En effet, la césure majeure entre la gauche porteuse du principe de laïcité et la droite hostile à cette organisation, s’était maintenue, tant il apparaissait comme logique que la droite, nostalgique d’une France catholique et traditionnaliste ne pouvait que s’opposer à une gauche qui, socialiste, voire communiste, portait des valeurs et des principes d’émancipation et de liberté, même vis-à-vis de la religion. D’ailleurs, lorsque le statut des paroisses catholiques a enfin été réglé par un accord direct entre le Vatican et la République Française, c’est la question scolaire qui est redevenue une question « vive ». L’après deuxième guerre mondiale avait pourtant vu la naissance et le développement de partis qui se revendiquaient catholiques mais aussi sociaux comme le Parti Démocrate-Chrétien de Robert Schumann. Cependant, la question scolaire restait une pomme de discorde.
C’est le tout début de la Ve République qui tranchera la question. Un projet de loi, porté par un homme de gauche puis par le Premier Ministre lui-même (devant le retrait du ministre), Michel Debré, va donner une solution qui est toujours en vigueur plus d’un demi-siècle plus tard ! C’est « la loi Debré » qui permet à l’État de contracter avec les multiples établissements d’enseignement catholique pour, en échange d’un respect des normes et des exigences pédagogiques en vigueur dans le public, obtenir des subventions de fonctionnement. Notons que la République passe contrat avec des établissements privés catholiques et ne reconnait pas « un » enseignement catholique…. même si l’église catholique laisse croire qu’il existe « un » enseignement catholique face à l’enseignement public.
Cette solution a enflammé les esprits et les laïques de toute organisation ont organisé une pétition (plus d’un million de signatures) et un rassemblement national à Vincennes se concluant par « un serment » de rétablir l’unité du système scolaire sous l’égide de la République et de mettre fin à cette partition.
L’occasion semblait enfin venue avec l’élection de François Mitterrand à la Présidence de la République. Un projet fut préparé sous l’autorité de Alain Savary, ministre de l’Éducation Nationale, tendant à réunifier le système dans un grand Service Public Unifié de l’Éducation nationale (SPULEN). Mais la contre-offensive a été vive : une manifestation impressionnante, à Versailles (!) des partisans de l’École catholique avec en tête évêques et Jacques Chirac au nom de la liberté d’enseignement, a fait plier le gouvernement et le président Mitterrand retire le projet.
Depuis la loi Debré est toujours en vigueur ainsi que d’autres textes, notamment prévoyant des aides aux familles envoyant leurs enfants dans des écoles confessionnelles.
Pourtant, à l’exception de la question scolaire, le principe de Laïcité restait une norme apparemment consensuelle avec le découpage politique droite–gauche qui le portait. C’est précisément cette structure idéologique fondamentale héritière des « deux France » depuis la Révolution qui va être mise à mal, dès la fin du XXe siècle et au début du XXIe siècle. Cette transformation est complexe et permet d’expliquer que les textes de droit en matière de laïcité vont être soumis à rude épreuve.

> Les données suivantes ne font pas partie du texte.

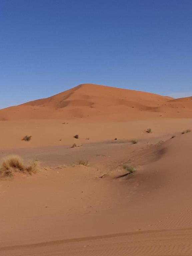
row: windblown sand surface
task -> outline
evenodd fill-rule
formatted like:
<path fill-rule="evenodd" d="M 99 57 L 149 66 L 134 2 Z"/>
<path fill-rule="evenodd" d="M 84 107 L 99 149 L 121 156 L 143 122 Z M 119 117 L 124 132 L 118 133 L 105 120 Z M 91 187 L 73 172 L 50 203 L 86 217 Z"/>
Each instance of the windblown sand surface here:
<path fill-rule="evenodd" d="M 41 162 L 0 180 L 0 255 L 192 255 L 191 98 L 85 84 L 0 110 L 0 158 Z"/>

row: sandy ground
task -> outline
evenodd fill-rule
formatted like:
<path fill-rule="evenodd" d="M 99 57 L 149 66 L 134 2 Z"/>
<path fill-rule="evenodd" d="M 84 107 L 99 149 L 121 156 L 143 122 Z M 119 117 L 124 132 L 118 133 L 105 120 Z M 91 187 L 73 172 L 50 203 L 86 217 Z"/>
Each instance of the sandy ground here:
<path fill-rule="evenodd" d="M 192 255 L 192 119 L 153 115 L 0 121 L 0 160 L 40 167 L 0 180 L 0 255 Z"/>

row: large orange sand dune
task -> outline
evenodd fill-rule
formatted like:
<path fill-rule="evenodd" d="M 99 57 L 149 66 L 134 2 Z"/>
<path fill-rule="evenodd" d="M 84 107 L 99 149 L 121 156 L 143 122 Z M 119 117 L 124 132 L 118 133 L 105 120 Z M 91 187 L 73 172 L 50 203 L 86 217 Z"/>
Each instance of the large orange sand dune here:
<path fill-rule="evenodd" d="M 192 255 L 192 99 L 86 84 L 0 110 L 0 161 L 41 164 L 0 179 L 0 256 Z"/>

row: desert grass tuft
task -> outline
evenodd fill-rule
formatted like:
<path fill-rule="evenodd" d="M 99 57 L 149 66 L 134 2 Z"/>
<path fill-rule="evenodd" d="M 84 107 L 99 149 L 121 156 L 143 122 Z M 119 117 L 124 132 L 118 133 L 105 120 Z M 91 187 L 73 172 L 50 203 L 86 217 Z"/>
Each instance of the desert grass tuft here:
<path fill-rule="evenodd" d="M 148 129 L 147 129 L 145 131 L 148 133 L 151 133 L 152 132 L 152 131 L 151 130 L 151 128 L 149 128 Z"/>
<path fill-rule="evenodd" d="M 181 133 L 182 134 L 184 134 L 185 133 L 188 133 L 188 132 L 190 132 L 191 131 L 190 129 L 187 129 L 185 131 L 183 131 Z"/>
<path fill-rule="evenodd" d="M 124 165 L 123 166 L 123 170 L 124 170 L 128 173 L 128 174 L 133 173 L 135 171 L 135 168 L 133 167 L 133 166 L 131 166 L 130 165 Z"/>
<path fill-rule="evenodd" d="M 28 135 L 26 135 L 22 139 L 22 140 L 24 140 L 25 141 L 29 141 L 31 139 L 32 137 L 31 136 L 28 136 Z"/>
<path fill-rule="evenodd" d="M 123 170 L 126 172 L 126 173 L 124 174 L 122 174 L 121 175 L 117 176 L 117 177 L 115 177 L 116 179 L 118 179 L 119 178 L 122 178 L 122 177 L 125 177 L 126 176 L 127 176 L 129 174 L 133 173 L 136 170 L 135 168 L 133 167 L 133 166 L 128 165 L 126 164 L 123 165 Z"/>
<path fill-rule="evenodd" d="M 17 172 L 32 174 L 38 170 L 38 161 L 33 161 L 30 165 L 25 166 L 23 161 L 20 156 L 8 156 L 2 160 L 0 166 L 0 176 L 11 177 L 13 173 Z"/>
<path fill-rule="evenodd" d="M 137 140 L 132 140 L 131 142 L 132 144 L 137 144 L 137 143 L 138 143 L 138 141 Z"/>
<path fill-rule="evenodd" d="M 79 160 L 75 163 L 74 163 L 73 164 L 73 166 L 74 166 L 75 165 L 84 165 L 85 166 L 88 166 L 89 164 L 88 161 L 85 161 L 83 160 Z"/>

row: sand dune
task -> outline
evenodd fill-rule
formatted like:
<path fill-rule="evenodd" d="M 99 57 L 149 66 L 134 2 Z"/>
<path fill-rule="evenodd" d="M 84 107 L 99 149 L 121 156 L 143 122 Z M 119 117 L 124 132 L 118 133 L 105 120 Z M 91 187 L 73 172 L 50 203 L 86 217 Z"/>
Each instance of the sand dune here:
<path fill-rule="evenodd" d="M 0 110 L 0 161 L 41 163 L 0 179 L 0 255 L 191 255 L 191 98 L 86 84 Z"/>
<path fill-rule="evenodd" d="M 192 117 L 192 108 L 189 100 L 172 101 L 152 93 L 86 84 L 47 99 L 1 110 L 0 120 L 188 118 Z"/>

A. Les transformations de la société française au tournant du siècle.

Il y aurait beaucoup à dire sur ce sujet … des politistes et des sociologues ont, depuis des années, tenté de comprendre ce qui se passe dans notre univers social depuis deux ou trois décennies. Je me bornerai à quelques indications qui me paraissent utiles.

1- Commençons par un événement qui fera date pour nous et inaugurera une nouvelle période.
L’évènement en question est « l’affaire de Creil ». On désigne par cette dénomination le trouble causé à Creil, dans un collège public, par l’arrivée un matin de trois jeunes filles portant un voile dit islamique et qui ne veulent pas enlever cet attribut malgré la demande des professeurs et du directeur du collège. L’affaire aurait pu en rester là mais elle fait l’objet d’une forte médiatisation dans les journaux et la télévision. Le thème central est la laïcité à l’école mais plus largement la laïcité dans la société française. Après de multiples démarches, finalement les jeunes filles décident d’abandonner le voile mais la question reste posée et des voix se lèvent pour demander une règlementation du costume dans l’école publique
Le Conseil d’État est saisi par le ministre de l’Époque (Lionel Jospin). La haute juridiction administrative donne un avis extrêmement motivé selon le droit existant. On peut résumer : aucun interdit général ne saurait être imposé en l’absence de trouble manifeste ou s’il n’y a pas d’autres éléments (ainsi refus de pratiquer certains sports, ou d’assister à certains cours, etc.)
Cette réponse parfaite en droit était très décalée par rapport à la « demande » que les médias ne cessaient de véhiculer : une loi, il fallait une loi ! Et la machine s’est emballée : médias et associations ou syndicats mais surtout partis se sont mis en ordre de marche pour faire pression sur les décideurs politiques. Et dès lors l’imminence d’une loi est apparue comme LA solution.
Le Président Chirac fera une allocution à la télévision pour expliquer que seule la loi permettait de sauvegarder la laïcité à l’école, applaudi par son parti, dont un des représentants à l’Assemblée, François Baroin, fera un discours remarqué à l’Assemblée sur ce thème de la défense de la laïcité. Quelques semaines après, le 4 mars 2004, est votée la loi décidant que le port de tout signe religieux ostensible était prohibé dans les établissements d’enseignement public.
L’incident pouvait paraitre clos. En réalité il ouvrait une nouvelle période en ce début de millénaire !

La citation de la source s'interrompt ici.